• New Horiz · Feb 1994

    Review

    Neurologic monitoring in the intensive care unit.

    • D W Crippen.
    • Department of Critical Care Medicine, St. Francis Medical Center, Pittsburgh, PA.
    • New Horiz. 1994 Feb 1;2(1):107-20.

    AbstractAggressive methods of decreasing oxygen consumption, such as therapeutic musculoskeletal paralysis, are used in patients with marginal oxygen delivery associated with cardiac and respiratory insufficiency. This is especially true of new mechanical ventilation methods designed to decrease tidal volume and peak airway pressures. Agitation and delirium associated with brain failure also have become an important source of abnormally increased oxygen consumption in ICU patients. Hemodynamic deterioration from the effects of musculoskeletal hyperactivity can precipitate angina, heart failure, and cardiac arrhythmias by increasing myocardial work and oxygen consumption in the face of a fixed coronary artery output.
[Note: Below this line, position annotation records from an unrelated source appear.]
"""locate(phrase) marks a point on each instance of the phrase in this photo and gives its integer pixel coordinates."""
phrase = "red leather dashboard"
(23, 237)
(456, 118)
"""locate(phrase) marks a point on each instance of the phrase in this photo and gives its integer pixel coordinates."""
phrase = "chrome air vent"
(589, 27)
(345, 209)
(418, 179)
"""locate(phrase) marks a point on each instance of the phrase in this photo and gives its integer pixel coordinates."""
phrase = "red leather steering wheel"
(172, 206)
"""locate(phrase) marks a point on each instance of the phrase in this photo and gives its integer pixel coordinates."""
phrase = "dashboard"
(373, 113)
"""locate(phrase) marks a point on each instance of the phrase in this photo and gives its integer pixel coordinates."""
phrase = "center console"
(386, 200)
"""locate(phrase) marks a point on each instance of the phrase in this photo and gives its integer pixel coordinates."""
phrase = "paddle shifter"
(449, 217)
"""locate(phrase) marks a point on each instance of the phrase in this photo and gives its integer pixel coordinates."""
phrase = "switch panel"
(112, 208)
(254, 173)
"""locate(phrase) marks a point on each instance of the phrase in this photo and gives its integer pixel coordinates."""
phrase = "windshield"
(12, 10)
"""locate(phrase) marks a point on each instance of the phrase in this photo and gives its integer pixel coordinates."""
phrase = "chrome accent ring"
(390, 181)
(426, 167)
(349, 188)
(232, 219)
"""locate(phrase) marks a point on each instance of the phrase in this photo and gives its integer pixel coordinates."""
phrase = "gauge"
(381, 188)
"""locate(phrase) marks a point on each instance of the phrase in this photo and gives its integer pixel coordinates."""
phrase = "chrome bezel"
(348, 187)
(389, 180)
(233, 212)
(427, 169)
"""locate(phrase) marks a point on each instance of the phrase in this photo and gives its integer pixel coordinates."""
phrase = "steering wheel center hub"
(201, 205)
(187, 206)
Escalated doses of sedatives, followed by oppressive hemodynamic and ventilatory side-effects, sometimes indicate the need for therapeutic musculoskeletal paralysis to quickly control life-threatening agitation syndromes. Cerebral-function monitoring with portable, noninvasive, computer-processed monitors allows quick recognition of brain functions under titrated, suspended animation in real time, facilitating modulation of therapy when the visual clues of neuronal function disappear.